O MPC-MG requisitou contratos e folhas de ponto dos últimos 12 meses de três servidores investigados. Nenhum dos documentos foi encaminhado.​

Também ficaram pendentes as notas de empenho das diárias pagas ao ex-prefeito de Juvenília e ex-presidente do Cisrun, Rômulo Marinho Carneiro, entre janeiro de 2023 e dezembro de 2024, com relatórios e comprovantes das despesas. A mesma documentação foi solicitada em relação a outros servidores, mas não foi apresentada.​

O contrato celebrado com a empresa Flávio Diesel, as notas de empenho e os comprovantes das despesas dos últimos 12 meses também estão entre os documentos não enviados.​

O consórcio apresentou apenas dois itens de forma parcial: o plano de cargos e salários, por meio de documentos editáveis do Office, e as folhas de pagamento dos funcionários entre junho de 2024 e maio de 2025.​

Investigação apura múltiplas irregularidades

A requisição de documentos faz parte de uma investigação para apurar diversas suspeitas de irregularidades no Cisrun. As suspeitas vão da existência de funcionários fantasmas, cargos desnecessários e sem relação com o serviço de atendimento móvel de urgência, quantidade de servidores nomeados maior que a prevista no Protocolo de Intenção registrado em cartório, pagamento de salários e gratificações em desacordo com o plano de cargos e salários e pagamento de diárias em duplicidade.​

O inquérito foi aberto após o MPC-MG receber denúncias envolvendo possíveis práticas irregulares na folha de pagamento, nos contratos e nas decisões administrativas do consórcio. Entre os pontos questionados estão o aumento de mais de 275% no número de cargos comissionados entre 2015 e 2024, que saltou de 16 para 62 posições.

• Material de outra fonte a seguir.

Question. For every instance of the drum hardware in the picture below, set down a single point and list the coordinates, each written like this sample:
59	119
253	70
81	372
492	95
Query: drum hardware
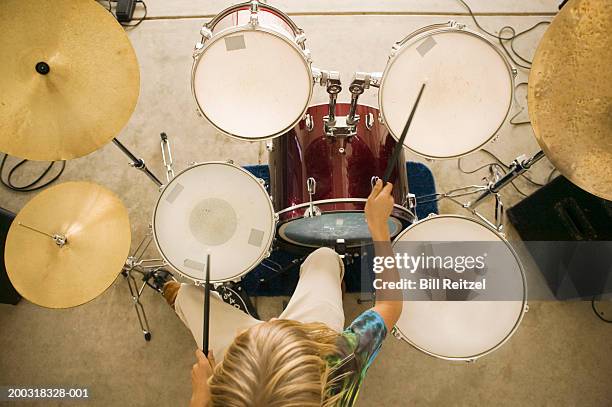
331	81
167	156
311	185
137	163
259	32
463	330
423	56
577	140
518	167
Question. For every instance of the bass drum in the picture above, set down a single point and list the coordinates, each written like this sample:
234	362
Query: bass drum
336	174
468	329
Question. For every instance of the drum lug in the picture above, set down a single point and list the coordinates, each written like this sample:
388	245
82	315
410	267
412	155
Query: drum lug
369	119
206	33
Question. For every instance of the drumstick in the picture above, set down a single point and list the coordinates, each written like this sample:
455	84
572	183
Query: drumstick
400	143
206	307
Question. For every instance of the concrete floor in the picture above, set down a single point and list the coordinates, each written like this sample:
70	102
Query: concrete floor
561	354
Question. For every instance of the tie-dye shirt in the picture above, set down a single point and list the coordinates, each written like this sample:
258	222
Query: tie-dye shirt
359	344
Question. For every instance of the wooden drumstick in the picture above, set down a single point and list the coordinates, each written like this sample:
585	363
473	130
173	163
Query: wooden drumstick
206	307
400	143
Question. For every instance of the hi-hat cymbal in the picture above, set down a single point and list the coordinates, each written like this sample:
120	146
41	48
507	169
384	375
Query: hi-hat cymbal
69	78
570	94
56	274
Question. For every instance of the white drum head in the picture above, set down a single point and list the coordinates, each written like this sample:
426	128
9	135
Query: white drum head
460	330
218	207
252	84
467	97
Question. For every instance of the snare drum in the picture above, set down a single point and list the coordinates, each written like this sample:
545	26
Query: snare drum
462	330
252	76
469	91
216	207
322	181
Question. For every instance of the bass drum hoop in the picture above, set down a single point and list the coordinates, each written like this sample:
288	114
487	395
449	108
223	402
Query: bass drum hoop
400	335
247	27
398	220
428	31
237	277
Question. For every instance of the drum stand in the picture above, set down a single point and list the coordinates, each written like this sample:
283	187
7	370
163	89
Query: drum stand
495	182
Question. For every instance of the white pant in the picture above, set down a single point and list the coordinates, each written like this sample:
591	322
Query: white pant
317	298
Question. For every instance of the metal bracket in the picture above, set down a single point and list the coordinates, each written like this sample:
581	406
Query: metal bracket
312	210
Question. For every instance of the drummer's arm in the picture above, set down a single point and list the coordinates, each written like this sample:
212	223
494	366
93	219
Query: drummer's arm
378	209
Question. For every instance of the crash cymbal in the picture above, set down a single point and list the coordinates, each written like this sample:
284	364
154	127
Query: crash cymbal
570	94
56	274
69	78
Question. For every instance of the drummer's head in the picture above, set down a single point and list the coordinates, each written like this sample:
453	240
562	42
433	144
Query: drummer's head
276	363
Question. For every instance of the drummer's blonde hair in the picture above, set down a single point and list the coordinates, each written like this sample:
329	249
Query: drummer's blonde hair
277	363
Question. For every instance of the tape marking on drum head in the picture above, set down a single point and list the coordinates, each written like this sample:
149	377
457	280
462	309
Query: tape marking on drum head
234	43
256	237
426	46
176	190
192	264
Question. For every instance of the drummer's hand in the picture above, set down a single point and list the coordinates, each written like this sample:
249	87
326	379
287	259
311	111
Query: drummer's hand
378	209
200	373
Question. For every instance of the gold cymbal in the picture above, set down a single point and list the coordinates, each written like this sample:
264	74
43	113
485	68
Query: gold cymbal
96	228
89	92
570	94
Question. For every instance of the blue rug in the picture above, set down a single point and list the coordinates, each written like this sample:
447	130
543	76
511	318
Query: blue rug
278	274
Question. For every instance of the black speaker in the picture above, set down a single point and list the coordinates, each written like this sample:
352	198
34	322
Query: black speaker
8	294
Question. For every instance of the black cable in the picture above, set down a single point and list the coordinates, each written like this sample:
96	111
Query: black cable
599	314
501	38
32	185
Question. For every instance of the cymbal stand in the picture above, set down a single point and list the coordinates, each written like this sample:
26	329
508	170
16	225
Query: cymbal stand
137	163
495	182
167	156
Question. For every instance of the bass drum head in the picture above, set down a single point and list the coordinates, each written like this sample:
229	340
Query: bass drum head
326	229
214	207
469	87
252	84
460	330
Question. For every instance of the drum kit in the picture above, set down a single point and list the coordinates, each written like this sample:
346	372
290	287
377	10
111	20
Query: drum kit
323	159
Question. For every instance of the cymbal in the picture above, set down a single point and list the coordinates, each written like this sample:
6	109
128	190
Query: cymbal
87	95
96	228
570	95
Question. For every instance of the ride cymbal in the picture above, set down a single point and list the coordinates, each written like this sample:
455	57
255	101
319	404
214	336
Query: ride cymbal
570	95
69	78
67	245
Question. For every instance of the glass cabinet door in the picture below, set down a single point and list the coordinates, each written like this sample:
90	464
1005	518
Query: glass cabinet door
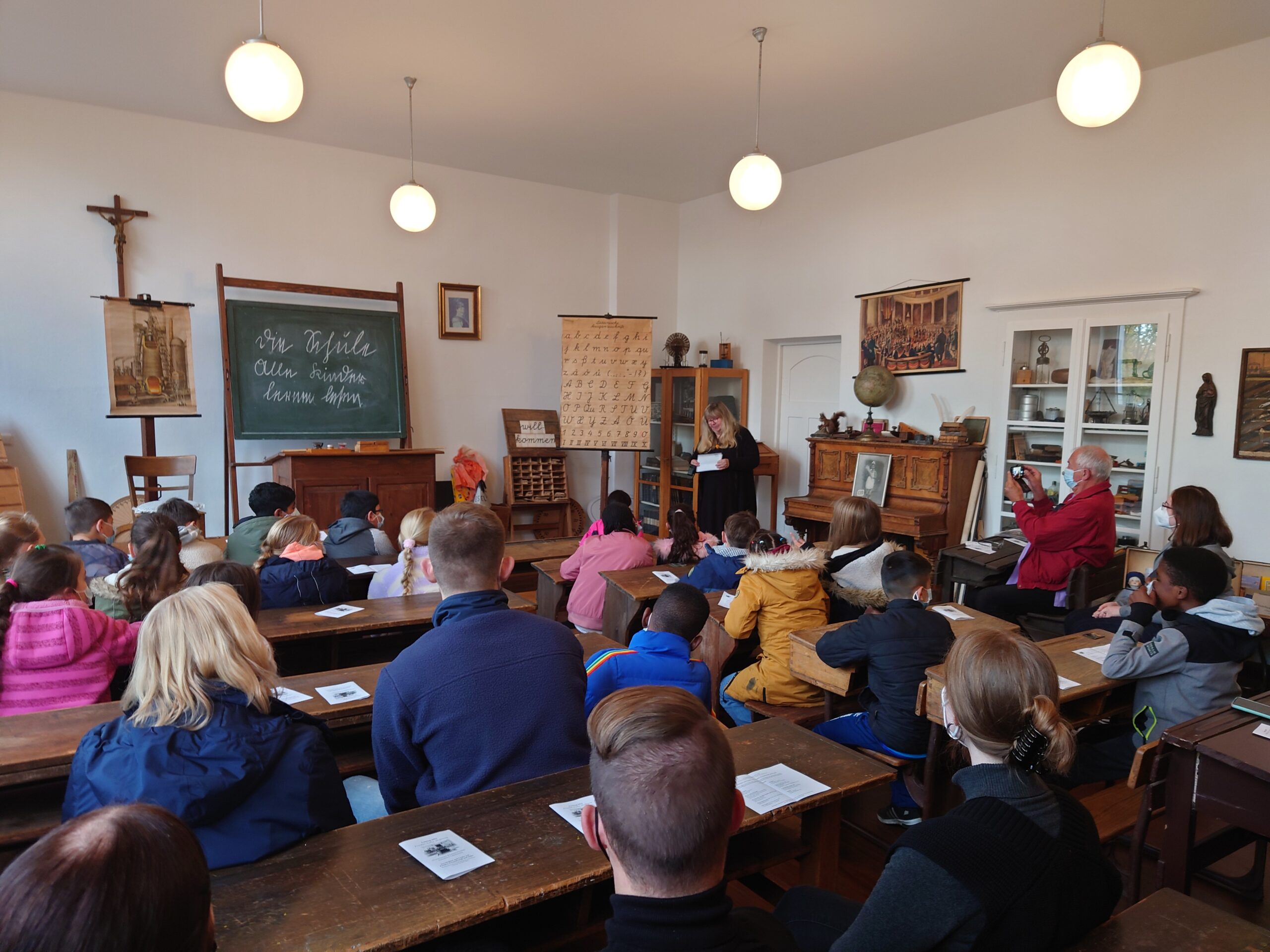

Também são investigados contratos com empresas que teriam vínculos diretos com membros da gestão, como a empresa Bigcard, que passou de R$ 467 mil em 2023 para mais de R$ 2,5 milhões em 2024. No caso do ex-presidente Rômulo Carneiro, há indicação de que ele teria recebido diárias tanto da prefeitura de Juvenília quanto do consórcio para o mesmo evento, totalizando mais de R$ 174 mil em diárias e reembolsos em 2024.